Over the last three years, we’ve seen an intensifying conundrums in Xi Jinping’s style of politics. Even as reform is being lauded from the rooftops and made into something approaching a signature theme of this leadership, there is another, parallel track involving more retrogressive ideas and actions.
Hybrid ownership of state enterprises is being allowed (at least on paper), and the market is being given a role in the Chinese economy it has never had. But at the same time, China is beating up on its neighbors and slamming rights lawyers (and other people broadly characterized as dissidents) into jail or house detention. For all the innovation of an entity like the Chinese-initiated Asian Infrastructure Investment Bank, there is the regression of cases like the imprisonment of veteran female journalist Gao Yu, a case which prompted the respected Freedom House in New York last week to raise concerns over her health and well-being.
We can speculate about the ostensibly contradictory positions the Party under Xi is taking — liberal in some areas, hardline in others. It seems to lack a core narrative that we can latch onto. Some have linked the two trends to the personal story of Xi’s rising power and sense of increasing autonomy, “He’s always been impetuous,” an analyst commented to me in May, “but now he’s impetuous with impunity.” Others see the cause in China’s rising sense of power and the Party’s feeling of being vindicated in its assertion of influence because of the collapse of moral and political authority of the U.S.-led west.

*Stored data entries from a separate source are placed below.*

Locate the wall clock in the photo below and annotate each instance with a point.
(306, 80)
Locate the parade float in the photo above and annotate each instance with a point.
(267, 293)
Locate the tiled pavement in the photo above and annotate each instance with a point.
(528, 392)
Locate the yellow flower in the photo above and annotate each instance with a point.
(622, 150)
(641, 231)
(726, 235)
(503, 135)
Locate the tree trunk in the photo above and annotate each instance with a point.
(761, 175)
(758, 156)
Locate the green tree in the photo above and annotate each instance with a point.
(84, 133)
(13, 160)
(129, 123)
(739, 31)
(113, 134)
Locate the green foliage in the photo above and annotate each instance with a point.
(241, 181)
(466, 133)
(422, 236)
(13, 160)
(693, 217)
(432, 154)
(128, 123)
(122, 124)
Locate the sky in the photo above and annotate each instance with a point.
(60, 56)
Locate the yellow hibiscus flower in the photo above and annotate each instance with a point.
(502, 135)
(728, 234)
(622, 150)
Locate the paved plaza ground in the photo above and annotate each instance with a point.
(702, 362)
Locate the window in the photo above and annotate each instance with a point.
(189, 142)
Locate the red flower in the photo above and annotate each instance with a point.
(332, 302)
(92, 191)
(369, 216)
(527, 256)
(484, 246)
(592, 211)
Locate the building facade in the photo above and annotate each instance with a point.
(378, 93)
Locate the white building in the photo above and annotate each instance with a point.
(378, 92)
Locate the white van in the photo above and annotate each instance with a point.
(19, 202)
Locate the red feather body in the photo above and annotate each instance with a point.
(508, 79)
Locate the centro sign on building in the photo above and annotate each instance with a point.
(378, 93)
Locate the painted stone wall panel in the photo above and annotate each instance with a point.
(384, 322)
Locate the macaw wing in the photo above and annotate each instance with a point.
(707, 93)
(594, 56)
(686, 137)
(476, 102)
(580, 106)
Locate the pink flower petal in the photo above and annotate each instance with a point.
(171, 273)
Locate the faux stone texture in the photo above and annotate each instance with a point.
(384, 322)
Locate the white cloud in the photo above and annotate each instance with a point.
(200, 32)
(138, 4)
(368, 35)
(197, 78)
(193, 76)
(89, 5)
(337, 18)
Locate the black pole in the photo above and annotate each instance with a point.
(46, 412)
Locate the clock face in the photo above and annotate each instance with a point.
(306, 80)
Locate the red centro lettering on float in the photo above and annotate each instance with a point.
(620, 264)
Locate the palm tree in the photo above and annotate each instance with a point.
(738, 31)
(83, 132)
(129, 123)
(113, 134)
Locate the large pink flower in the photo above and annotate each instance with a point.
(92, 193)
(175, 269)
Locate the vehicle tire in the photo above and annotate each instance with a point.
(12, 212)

A catch-all explanation would make life easier for outside observers. But everyone should know by now that when a continent masquerades as a straight-forward nation-state (which is, in effect, what China has been doing in modern times), simple explanations are more often than not the enemy of true understanding. China is a dynamic place. Personalizing its politics by laying everything at the door of Xi’s ambition is like putting old wine in new skin – that sort of explanatory framework worked in the Mao Zedong era, but barely relates to a China that now has the Internet, a partially modernized economy, and a geopolitical reach it simply lacked in Mao’s time.